Diz-se que a pensão por morte é “o benefício pago aos dependentes do segurado, homem ou mulher, que falecer, aposentado ou não, conforme previsão expressa do art. 201, V, da Constituição Federal, regulamentada pelo art. 74 da Lei do RGP S. Trata-se de prestação de pagamento continuado, substituidora da remuneração do segurado falecido. Em face disto, considera-se direito irrenunciável dos beneficiários que fazem jus à mesma.” (in Direito Previdenciário, Carlos Alberto Pereira de Castro e João Batista Lazzari, Editora LTR, 3ª Edição, SP, 2002, p. 495).

Este benefício dispensa carência, por força do previsto no artigo 26, inciso I, Lei n.º 8.213/91.
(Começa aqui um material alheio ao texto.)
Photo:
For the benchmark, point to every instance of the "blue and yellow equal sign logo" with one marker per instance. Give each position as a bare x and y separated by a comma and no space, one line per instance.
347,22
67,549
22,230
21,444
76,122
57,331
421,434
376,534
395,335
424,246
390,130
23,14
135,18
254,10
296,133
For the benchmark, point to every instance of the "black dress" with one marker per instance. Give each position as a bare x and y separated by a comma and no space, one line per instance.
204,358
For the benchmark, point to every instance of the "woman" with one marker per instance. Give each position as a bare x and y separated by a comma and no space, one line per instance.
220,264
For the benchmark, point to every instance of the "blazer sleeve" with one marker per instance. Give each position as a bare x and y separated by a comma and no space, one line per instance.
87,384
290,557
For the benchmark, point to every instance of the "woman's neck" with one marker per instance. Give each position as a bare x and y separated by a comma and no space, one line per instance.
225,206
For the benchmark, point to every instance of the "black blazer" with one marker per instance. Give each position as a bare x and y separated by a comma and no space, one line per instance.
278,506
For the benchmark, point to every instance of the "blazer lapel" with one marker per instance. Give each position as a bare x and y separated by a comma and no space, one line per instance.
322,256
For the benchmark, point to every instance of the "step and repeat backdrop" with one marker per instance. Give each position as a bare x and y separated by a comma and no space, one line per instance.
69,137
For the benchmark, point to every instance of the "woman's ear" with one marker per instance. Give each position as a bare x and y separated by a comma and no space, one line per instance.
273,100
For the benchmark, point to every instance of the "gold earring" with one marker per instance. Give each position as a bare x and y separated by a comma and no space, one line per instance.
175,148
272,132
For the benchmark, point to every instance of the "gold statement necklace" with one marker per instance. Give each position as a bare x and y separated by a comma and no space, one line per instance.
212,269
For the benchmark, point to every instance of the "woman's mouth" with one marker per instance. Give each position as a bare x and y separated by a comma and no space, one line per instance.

Percebe-se, desde logo, que o principal requisito para sua concessão é a demonstração da qualidade de dependente, por parte de quem pretende receber em relação ao segurado falecido, o que nos remete ao artigo 16 da mesma lei acima mencionada.

Segundo tal artigo, são beneficiários do Regime Geral da Previdência Social, na condição de dependentes do segurado, aquelas pessoas enumeradas nos incisos I, II e III, sendo que a dependência econômica dos que estão relacionados no inciso I, entre eles o cônjuge e a (o) companheira (o), em relação ao segurado é presumida, conforme consta no § 4º do mesmo artigo.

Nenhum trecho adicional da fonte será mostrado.